4. Now coming back to the monitoring part, the status of the disks are exposed through the following oid:

cucsStorageLocalDiskOperability = "1.3.6.1.4.1.9.9.719.1.45.4.1.9"

walking the above OID in a normal situation we have the following :

SNMP Walk MIB starting at .1.3.6.1.4.1.9.9.719.1.45.4.1.9
.1.3.6.1.4.1.9.9.719.1.45.4.1.9.1 = 1
.1.3.6.1.4.1.9.9.719.1.45.4.1.9.2 = 1

The above output is telling us taht index 1 and index 2 have a  value  of 1 which means that the disk is "operable" as per MIB definition.

5. Then during the DOWN scenario (i.e when you pull disk 1), now we see what we have:

SNMP Walk MIB starting at .1.3.6.1.4.1.9.9.719.1.45.4.1.9
.1.3.6.1.4.1.9.9.719.1.45.4.1.9.1 = 1

NOTE: Now we see that the the index 2 is totally removed from the MIB and only the index 1 is present and hence only index 1 is being polled.

Right from discovery to monitoring, SMARTS does utilize a unique key (i.e the index) to identify an instance and based on this identify only the discovery and monitoring happens.

Now, when the index 1 disk is pulled out, the general universal expectation is to populate disk index status as either "inoperable", "degraded", "poweredOff", "powerProblem", "removed", "decomissioning" as directred by the MIB defitnition (cucsStorageLocalDiskOperability).

The exact information what would the device should expose is the disk index 1 has been removed. But in the current case, the index 2 has been completely removed and only index 1 related information is available.

Then all the information related to disk 2 has been shifted to index 1.

NOTE: We see the following walk when disk 1 is pulled out.
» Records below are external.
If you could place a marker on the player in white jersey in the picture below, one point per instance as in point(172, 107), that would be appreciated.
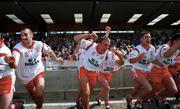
point(175, 72)
point(7, 76)
point(29, 65)
point(140, 58)
point(105, 78)
point(92, 60)
point(165, 56)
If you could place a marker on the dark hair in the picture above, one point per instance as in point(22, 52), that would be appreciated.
point(24, 28)
point(143, 33)
point(99, 40)
point(175, 36)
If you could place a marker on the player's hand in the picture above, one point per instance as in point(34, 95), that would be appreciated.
point(93, 36)
point(9, 59)
point(142, 56)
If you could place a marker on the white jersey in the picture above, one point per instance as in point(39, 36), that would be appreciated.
point(165, 61)
point(91, 60)
point(143, 65)
point(5, 69)
point(109, 66)
point(29, 60)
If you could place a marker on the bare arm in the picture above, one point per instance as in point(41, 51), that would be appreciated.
point(79, 37)
point(54, 57)
point(138, 58)
point(11, 61)
point(121, 59)
point(172, 50)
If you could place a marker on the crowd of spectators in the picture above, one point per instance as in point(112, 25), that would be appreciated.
point(64, 45)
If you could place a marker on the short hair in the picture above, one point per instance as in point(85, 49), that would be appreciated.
point(99, 40)
point(24, 28)
point(143, 33)
point(175, 36)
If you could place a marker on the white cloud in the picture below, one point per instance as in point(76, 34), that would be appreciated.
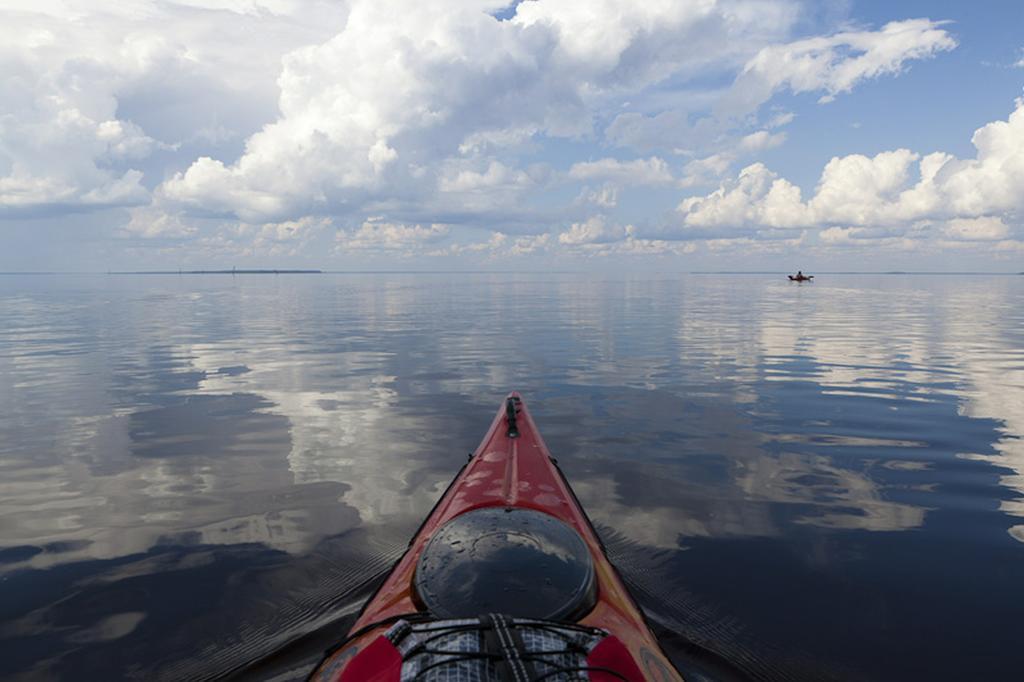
point(593, 230)
point(76, 121)
point(891, 188)
point(986, 228)
point(639, 171)
point(380, 111)
point(374, 236)
point(835, 64)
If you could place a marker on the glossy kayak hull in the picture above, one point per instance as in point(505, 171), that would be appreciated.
point(511, 469)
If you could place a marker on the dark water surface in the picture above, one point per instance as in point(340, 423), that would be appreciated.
point(202, 473)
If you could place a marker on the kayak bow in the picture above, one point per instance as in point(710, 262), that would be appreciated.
point(506, 580)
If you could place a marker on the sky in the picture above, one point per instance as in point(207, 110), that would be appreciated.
point(664, 135)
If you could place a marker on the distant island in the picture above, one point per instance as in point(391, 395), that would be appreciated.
point(230, 271)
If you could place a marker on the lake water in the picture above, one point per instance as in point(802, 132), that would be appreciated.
point(200, 474)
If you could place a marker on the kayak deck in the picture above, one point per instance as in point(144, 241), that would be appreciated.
point(512, 469)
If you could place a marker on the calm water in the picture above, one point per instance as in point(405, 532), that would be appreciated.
point(202, 473)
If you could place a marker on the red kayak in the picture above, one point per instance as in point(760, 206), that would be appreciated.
point(506, 580)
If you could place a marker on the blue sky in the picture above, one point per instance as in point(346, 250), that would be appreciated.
point(599, 135)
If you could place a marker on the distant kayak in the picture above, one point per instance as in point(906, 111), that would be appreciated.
point(506, 580)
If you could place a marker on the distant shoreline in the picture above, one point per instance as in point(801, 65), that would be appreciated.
point(316, 271)
point(232, 271)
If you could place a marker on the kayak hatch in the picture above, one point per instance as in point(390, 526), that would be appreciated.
point(506, 580)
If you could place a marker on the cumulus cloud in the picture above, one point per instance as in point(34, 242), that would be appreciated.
point(895, 187)
point(77, 116)
point(639, 171)
point(378, 236)
point(380, 110)
point(835, 64)
point(986, 228)
point(595, 229)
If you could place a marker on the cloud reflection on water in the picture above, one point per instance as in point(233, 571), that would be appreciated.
point(322, 418)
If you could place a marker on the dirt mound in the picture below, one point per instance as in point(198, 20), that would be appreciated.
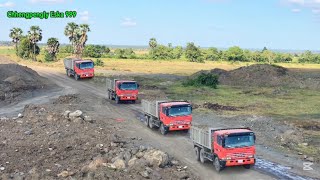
point(49, 142)
point(255, 75)
point(17, 81)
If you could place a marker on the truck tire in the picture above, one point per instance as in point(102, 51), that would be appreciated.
point(117, 99)
point(196, 149)
point(201, 155)
point(217, 164)
point(150, 123)
point(163, 129)
point(146, 121)
point(76, 77)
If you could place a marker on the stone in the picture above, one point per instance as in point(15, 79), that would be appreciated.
point(145, 174)
point(132, 161)
point(75, 114)
point(119, 164)
point(66, 114)
point(156, 158)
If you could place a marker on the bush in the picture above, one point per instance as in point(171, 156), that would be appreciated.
point(99, 62)
point(203, 79)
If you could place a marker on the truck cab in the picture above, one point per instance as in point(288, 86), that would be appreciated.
point(126, 90)
point(234, 147)
point(175, 115)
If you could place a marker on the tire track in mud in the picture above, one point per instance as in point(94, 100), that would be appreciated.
point(181, 143)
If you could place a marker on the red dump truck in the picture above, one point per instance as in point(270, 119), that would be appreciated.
point(224, 146)
point(79, 68)
point(122, 90)
point(167, 115)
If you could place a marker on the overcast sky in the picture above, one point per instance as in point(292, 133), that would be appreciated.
point(276, 24)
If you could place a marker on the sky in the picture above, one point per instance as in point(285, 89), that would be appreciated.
point(276, 24)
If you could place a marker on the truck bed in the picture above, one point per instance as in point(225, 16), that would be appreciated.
point(151, 107)
point(201, 135)
point(110, 84)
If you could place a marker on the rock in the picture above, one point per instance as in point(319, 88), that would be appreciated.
point(88, 119)
point(75, 114)
point(119, 164)
point(132, 161)
point(139, 155)
point(66, 114)
point(142, 148)
point(311, 159)
point(183, 175)
point(174, 162)
point(127, 156)
point(145, 174)
point(65, 174)
point(156, 158)
point(134, 151)
point(29, 132)
point(78, 120)
point(20, 115)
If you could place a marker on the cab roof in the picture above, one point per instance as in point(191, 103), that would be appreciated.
point(232, 131)
point(173, 103)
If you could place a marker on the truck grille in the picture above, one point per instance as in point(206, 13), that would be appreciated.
point(238, 155)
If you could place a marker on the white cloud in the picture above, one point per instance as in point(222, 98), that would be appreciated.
point(128, 22)
point(84, 16)
point(296, 10)
point(7, 4)
point(47, 1)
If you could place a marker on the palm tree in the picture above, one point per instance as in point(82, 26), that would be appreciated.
point(34, 35)
point(71, 32)
point(153, 43)
point(81, 38)
point(53, 47)
point(15, 35)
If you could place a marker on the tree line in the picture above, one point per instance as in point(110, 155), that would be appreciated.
point(26, 47)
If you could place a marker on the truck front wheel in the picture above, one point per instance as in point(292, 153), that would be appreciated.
point(196, 149)
point(217, 164)
point(117, 100)
point(76, 77)
point(163, 129)
point(202, 158)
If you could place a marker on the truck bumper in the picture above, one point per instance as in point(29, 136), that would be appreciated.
point(179, 127)
point(128, 98)
point(82, 76)
point(239, 162)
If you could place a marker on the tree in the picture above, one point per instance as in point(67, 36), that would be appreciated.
point(193, 53)
point(153, 43)
point(52, 49)
point(71, 32)
point(211, 54)
point(15, 35)
point(234, 53)
point(34, 35)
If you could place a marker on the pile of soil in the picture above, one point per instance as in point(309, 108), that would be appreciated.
point(262, 75)
point(215, 106)
point(49, 142)
point(18, 82)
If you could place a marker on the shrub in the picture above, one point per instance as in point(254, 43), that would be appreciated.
point(203, 79)
point(99, 62)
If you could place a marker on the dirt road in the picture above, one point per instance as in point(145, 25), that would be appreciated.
point(176, 144)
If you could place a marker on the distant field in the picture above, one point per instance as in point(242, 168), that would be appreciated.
point(178, 67)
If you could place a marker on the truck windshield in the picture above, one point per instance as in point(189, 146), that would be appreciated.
point(128, 86)
point(179, 111)
point(239, 141)
point(86, 65)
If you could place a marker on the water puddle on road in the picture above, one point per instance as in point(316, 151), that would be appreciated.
point(277, 170)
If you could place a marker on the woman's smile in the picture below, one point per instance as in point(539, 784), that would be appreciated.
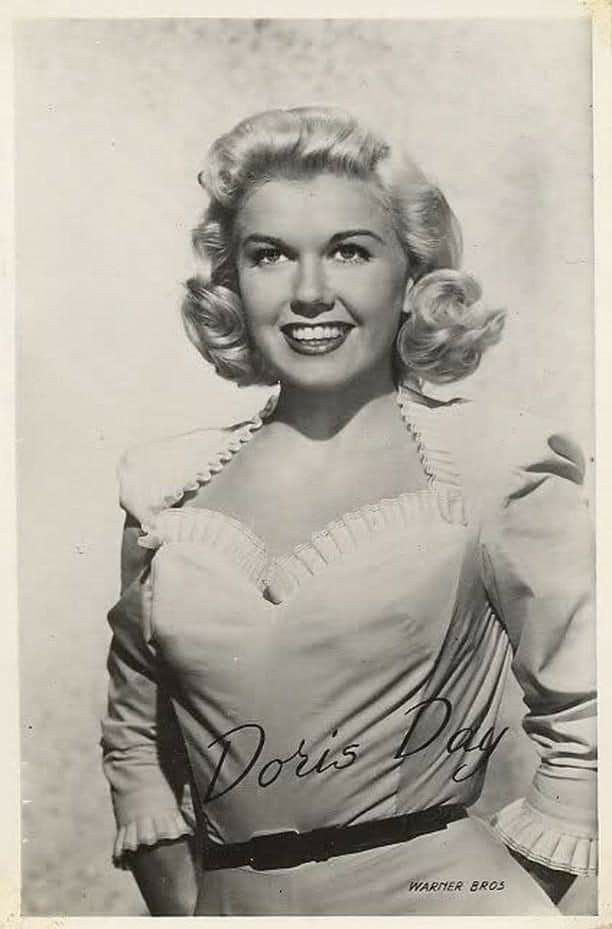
point(322, 279)
point(315, 340)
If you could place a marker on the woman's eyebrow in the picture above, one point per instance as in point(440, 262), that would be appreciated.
point(348, 233)
point(337, 237)
point(261, 237)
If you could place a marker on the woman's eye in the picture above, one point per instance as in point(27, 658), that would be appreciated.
point(268, 256)
point(351, 253)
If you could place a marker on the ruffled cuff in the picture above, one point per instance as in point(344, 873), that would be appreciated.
point(149, 830)
point(544, 839)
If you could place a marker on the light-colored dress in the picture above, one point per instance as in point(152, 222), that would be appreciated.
point(359, 676)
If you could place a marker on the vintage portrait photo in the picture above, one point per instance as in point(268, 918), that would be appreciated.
point(305, 456)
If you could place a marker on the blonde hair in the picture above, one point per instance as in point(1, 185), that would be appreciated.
point(447, 327)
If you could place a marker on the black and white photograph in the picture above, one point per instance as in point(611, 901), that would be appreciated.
point(305, 442)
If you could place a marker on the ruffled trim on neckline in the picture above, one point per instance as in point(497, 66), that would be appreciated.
point(429, 427)
point(149, 536)
point(286, 573)
point(148, 830)
point(542, 838)
point(227, 536)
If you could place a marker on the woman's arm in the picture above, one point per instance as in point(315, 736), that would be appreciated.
point(143, 755)
point(538, 569)
point(167, 875)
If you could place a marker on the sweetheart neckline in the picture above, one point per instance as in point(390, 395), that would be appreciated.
point(272, 559)
point(256, 559)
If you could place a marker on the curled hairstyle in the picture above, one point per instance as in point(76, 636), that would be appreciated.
point(445, 328)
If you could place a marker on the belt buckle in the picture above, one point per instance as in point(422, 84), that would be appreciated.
point(265, 852)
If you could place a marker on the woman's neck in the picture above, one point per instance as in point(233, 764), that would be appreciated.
point(356, 413)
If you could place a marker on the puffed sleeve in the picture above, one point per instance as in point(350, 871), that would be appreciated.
point(143, 755)
point(538, 560)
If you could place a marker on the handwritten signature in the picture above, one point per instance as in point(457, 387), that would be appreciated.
point(466, 739)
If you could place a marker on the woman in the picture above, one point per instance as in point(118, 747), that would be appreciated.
point(320, 605)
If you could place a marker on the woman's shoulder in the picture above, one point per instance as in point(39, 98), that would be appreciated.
point(495, 448)
point(157, 474)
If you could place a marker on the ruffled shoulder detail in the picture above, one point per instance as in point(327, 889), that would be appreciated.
point(430, 423)
point(156, 475)
point(149, 830)
point(539, 838)
point(492, 453)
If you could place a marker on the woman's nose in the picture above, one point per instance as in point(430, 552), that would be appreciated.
point(311, 293)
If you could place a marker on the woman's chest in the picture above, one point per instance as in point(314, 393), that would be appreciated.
point(367, 593)
point(284, 499)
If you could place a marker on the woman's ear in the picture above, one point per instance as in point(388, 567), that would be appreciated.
point(407, 304)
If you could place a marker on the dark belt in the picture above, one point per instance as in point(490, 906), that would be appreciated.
point(288, 849)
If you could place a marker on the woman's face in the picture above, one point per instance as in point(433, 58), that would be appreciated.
point(322, 279)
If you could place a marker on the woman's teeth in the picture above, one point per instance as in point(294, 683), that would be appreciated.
point(310, 333)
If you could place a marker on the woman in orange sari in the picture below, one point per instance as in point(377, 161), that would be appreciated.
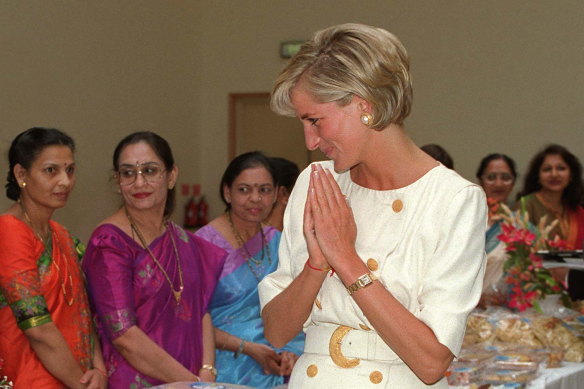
point(46, 336)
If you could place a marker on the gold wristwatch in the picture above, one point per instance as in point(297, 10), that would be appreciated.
point(211, 368)
point(362, 282)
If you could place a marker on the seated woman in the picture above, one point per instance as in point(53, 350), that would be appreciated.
point(496, 175)
point(286, 174)
point(553, 188)
point(244, 356)
point(150, 281)
point(46, 334)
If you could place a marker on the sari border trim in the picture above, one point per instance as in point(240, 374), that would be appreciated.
point(35, 322)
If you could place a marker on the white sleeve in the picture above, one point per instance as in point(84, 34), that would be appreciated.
point(454, 273)
point(292, 253)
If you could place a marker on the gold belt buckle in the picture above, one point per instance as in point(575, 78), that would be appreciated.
point(335, 351)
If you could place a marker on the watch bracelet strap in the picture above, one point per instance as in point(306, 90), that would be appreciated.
point(355, 286)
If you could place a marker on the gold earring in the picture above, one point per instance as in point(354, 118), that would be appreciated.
point(366, 118)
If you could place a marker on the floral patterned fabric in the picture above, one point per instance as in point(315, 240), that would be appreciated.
point(32, 279)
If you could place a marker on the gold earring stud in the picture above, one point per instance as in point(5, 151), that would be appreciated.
point(366, 118)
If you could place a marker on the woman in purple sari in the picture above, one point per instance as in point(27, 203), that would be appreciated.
point(150, 281)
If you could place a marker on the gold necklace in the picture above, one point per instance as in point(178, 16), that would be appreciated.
point(27, 218)
point(177, 293)
point(249, 257)
point(67, 273)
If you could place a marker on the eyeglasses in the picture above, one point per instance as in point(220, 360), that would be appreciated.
point(151, 172)
point(504, 177)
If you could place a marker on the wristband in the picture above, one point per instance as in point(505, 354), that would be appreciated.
point(209, 367)
point(239, 349)
point(326, 269)
point(103, 373)
point(362, 282)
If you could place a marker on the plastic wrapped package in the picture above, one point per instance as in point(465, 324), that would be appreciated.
point(554, 333)
point(478, 330)
point(516, 330)
point(497, 376)
point(461, 373)
point(550, 357)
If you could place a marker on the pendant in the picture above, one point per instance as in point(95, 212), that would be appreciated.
point(177, 294)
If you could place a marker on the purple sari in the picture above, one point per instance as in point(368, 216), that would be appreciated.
point(127, 288)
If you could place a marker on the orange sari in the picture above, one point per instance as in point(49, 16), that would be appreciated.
point(35, 288)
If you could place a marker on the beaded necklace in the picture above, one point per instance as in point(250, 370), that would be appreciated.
point(249, 258)
point(176, 293)
point(46, 242)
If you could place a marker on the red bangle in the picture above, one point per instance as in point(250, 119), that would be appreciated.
point(317, 269)
point(103, 373)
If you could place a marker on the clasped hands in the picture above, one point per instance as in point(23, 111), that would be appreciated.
point(329, 226)
point(272, 362)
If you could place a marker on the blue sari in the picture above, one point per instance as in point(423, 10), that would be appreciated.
point(235, 306)
point(492, 233)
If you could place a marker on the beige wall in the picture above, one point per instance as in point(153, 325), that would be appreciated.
point(488, 76)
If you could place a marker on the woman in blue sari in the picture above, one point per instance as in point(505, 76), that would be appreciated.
point(244, 356)
point(497, 175)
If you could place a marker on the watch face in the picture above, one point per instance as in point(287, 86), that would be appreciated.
point(366, 279)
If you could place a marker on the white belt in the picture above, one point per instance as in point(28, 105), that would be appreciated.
point(347, 343)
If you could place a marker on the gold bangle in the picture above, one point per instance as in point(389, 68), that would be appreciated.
point(209, 367)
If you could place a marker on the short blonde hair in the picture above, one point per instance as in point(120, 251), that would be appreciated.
point(347, 60)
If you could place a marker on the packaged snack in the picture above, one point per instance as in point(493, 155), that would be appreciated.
point(478, 330)
point(550, 357)
point(476, 355)
point(460, 373)
point(554, 333)
point(497, 376)
point(517, 330)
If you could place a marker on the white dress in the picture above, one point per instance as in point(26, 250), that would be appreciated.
point(428, 242)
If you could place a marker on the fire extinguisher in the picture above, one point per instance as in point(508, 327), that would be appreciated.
point(203, 209)
point(191, 213)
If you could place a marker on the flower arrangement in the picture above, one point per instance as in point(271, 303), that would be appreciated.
point(527, 280)
point(4, 383)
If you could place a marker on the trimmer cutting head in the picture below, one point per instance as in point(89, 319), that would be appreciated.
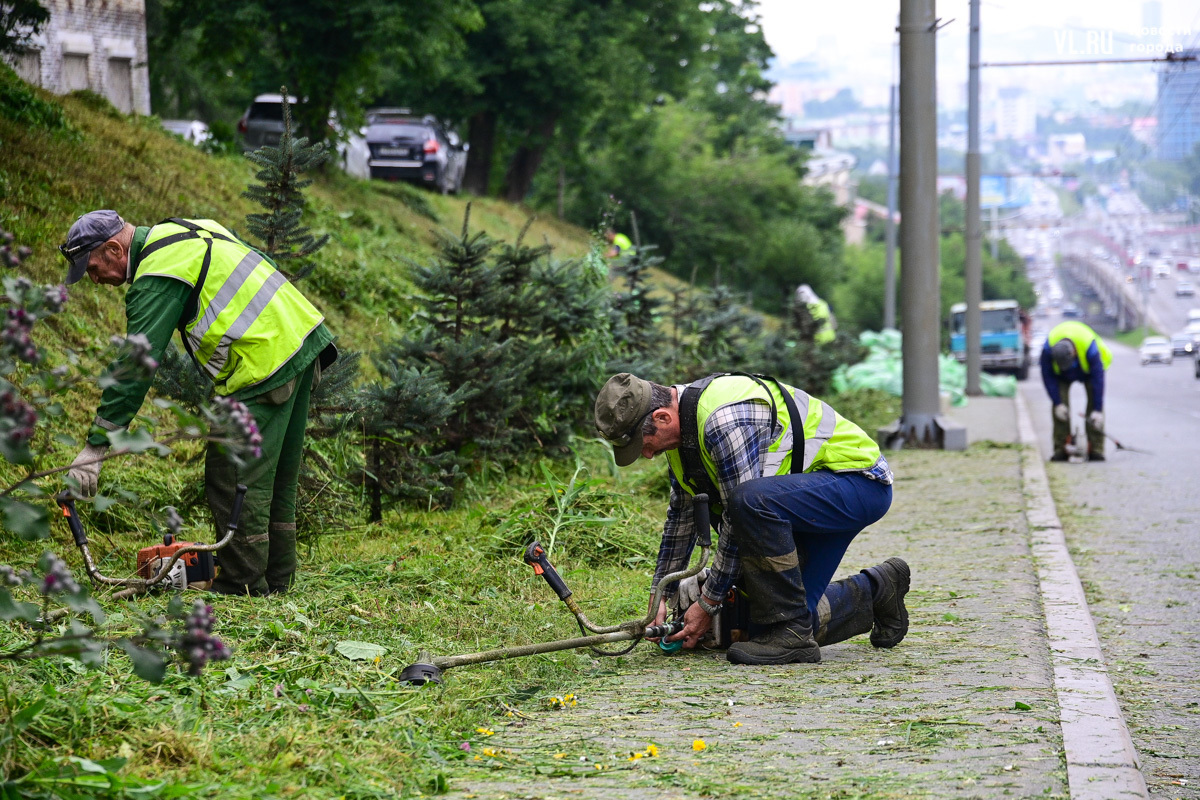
point(420, 674)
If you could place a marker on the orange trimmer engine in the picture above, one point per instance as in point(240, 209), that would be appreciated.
point(193, 570)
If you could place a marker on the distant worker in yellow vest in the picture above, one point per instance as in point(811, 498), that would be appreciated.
point(791, 482)
point(1074, 353)
point(826, 323)
point(251, 331)
point(617, 244)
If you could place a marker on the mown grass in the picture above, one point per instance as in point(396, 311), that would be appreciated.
point(289, 715)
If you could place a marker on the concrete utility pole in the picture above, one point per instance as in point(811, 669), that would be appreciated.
point(921, 296)
point(975, 223)
point(889, 270)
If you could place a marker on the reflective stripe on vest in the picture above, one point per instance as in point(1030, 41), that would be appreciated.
point(1083, 337)
point(831, 441)
point(250, 319)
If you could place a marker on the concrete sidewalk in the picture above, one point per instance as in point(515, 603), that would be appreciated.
point(967, 707)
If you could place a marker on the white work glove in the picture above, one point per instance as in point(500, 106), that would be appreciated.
point(689, 590)
point(85, 468)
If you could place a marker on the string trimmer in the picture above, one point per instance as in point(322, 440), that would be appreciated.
point(1119, 445)
point(427, 669)
point(174, 565)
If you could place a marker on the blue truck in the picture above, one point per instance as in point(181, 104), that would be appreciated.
point(1005, 337)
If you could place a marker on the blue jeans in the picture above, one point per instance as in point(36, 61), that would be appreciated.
point(791, 533)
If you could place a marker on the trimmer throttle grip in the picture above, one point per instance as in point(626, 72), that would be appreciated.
point(535, 557)
point(700, 515)
point(73, 523)
point(666, 629)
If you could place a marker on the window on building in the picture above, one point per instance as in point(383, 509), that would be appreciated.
point(119, 85)
point(29, 66)
point(75, 72)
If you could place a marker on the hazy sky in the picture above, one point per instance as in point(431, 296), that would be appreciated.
point(853, 40)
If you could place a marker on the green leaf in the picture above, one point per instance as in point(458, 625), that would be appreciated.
point(102, 503)
point(136, 441)
point(11, 609)
point(360, 650)
point(29, 522)
point(22, 719)
point(148, 665)
point(84, 603)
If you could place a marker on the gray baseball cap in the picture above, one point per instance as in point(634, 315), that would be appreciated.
point(622, 407)
point(1063, 354)
point(88, 233)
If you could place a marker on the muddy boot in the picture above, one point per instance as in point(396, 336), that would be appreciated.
point(889, 584)
point(845, 609)
point(785, 643)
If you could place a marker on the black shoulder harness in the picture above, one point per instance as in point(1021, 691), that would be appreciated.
point(689, 429)
point(193, 299)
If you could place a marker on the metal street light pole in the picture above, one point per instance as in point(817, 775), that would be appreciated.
point(975, 223)
point(889, 269)
point(921, 296)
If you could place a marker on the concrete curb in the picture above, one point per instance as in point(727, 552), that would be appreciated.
point(1102, 763)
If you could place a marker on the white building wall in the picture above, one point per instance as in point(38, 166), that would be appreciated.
point(97, 44)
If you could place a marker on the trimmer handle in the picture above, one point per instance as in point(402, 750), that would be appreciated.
point(661, 631)
point(67, 501)
point(535, 557)
point(700, 515)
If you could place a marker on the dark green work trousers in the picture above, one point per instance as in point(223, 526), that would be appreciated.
point(262, 557)
point(1062, 427)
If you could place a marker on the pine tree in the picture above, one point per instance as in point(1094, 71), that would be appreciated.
point(280, 191)
point(641, 343)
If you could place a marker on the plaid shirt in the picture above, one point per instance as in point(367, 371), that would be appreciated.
point(737, 437)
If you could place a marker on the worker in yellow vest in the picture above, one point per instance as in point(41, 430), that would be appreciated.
point(822, 318)
point(792, 483)
point(251, 331)
point(1074, 353)
point(618, 244)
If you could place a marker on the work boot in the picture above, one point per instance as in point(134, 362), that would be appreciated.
point(786, 643)
point(889, 584)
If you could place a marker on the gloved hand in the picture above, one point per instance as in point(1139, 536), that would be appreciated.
point(689, 590)
point(85, 468)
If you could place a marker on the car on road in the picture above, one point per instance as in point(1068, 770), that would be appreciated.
point(1156, 349)
point(415, 148)
point(262, 125)
point(1183, 343)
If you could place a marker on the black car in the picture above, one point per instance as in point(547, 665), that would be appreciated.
point(413, 148)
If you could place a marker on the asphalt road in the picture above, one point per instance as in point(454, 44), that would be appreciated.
point(1133, 527)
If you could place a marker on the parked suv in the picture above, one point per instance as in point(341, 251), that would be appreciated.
point(262, 125)
point(414, 148)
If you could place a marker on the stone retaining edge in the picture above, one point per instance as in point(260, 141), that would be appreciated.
point(1102, 762)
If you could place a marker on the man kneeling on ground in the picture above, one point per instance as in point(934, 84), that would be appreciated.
point(789, 503)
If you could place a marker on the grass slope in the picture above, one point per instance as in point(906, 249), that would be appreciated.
point(291, 715)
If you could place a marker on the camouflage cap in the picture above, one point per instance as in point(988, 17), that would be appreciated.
point(622, 407)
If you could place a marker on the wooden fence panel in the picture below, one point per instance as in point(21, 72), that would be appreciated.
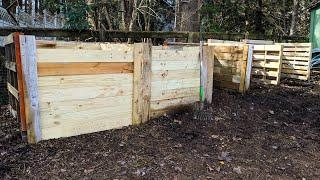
point(296, 60)
point(175, 78)
point(230, 66)
point(266, 67)
point(84, 88)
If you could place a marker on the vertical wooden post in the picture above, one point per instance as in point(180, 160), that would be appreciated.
point(141, 83)
point(249, 67)
point(20, 84)
point(244, 61)
point(280, 65)
point(207, 75)
point(30, 84)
SNMP Walk MIB starting at .1.3.6.1.4.1.9.9.719.1.45.4.1.10 (cucsStorageLocalDiskPresence)
.1.3.6.1.4.1.9.9.719.1.45.4.1.10.1 = 10

SNMP Walk MIB starting at .1.3.6.1.4.1.9.9.719.1.45.4.1.2 (cucsStorageLocalDiskDn)
.1.3.6.1.4.1.9.9.719.1.45.4.1.2.1 = sys/rack-unit-1/board/storage-SAS-SLOT-3/pd-2

SNMP Walk MIB starting at .1.3.6.1.4.1.9.9.719.1.45.4.1.9 (cucsStorageLocalDiskOperability)
.1.3.6.1.4.1.9.9.719.1.45.4.1.9.1 = 1

Actually SMARTS is monitoring index 1 and not monitoring index 2 as the reference to index 2 has been removed from the MIB and all the information regarding to index 2 has been shifted to index 1 and hence the problem.

Summary conclusion: This is something what needs to be clarified from the vendor and SMARTS will not be able to detect this device abnormality and request vendor clarification.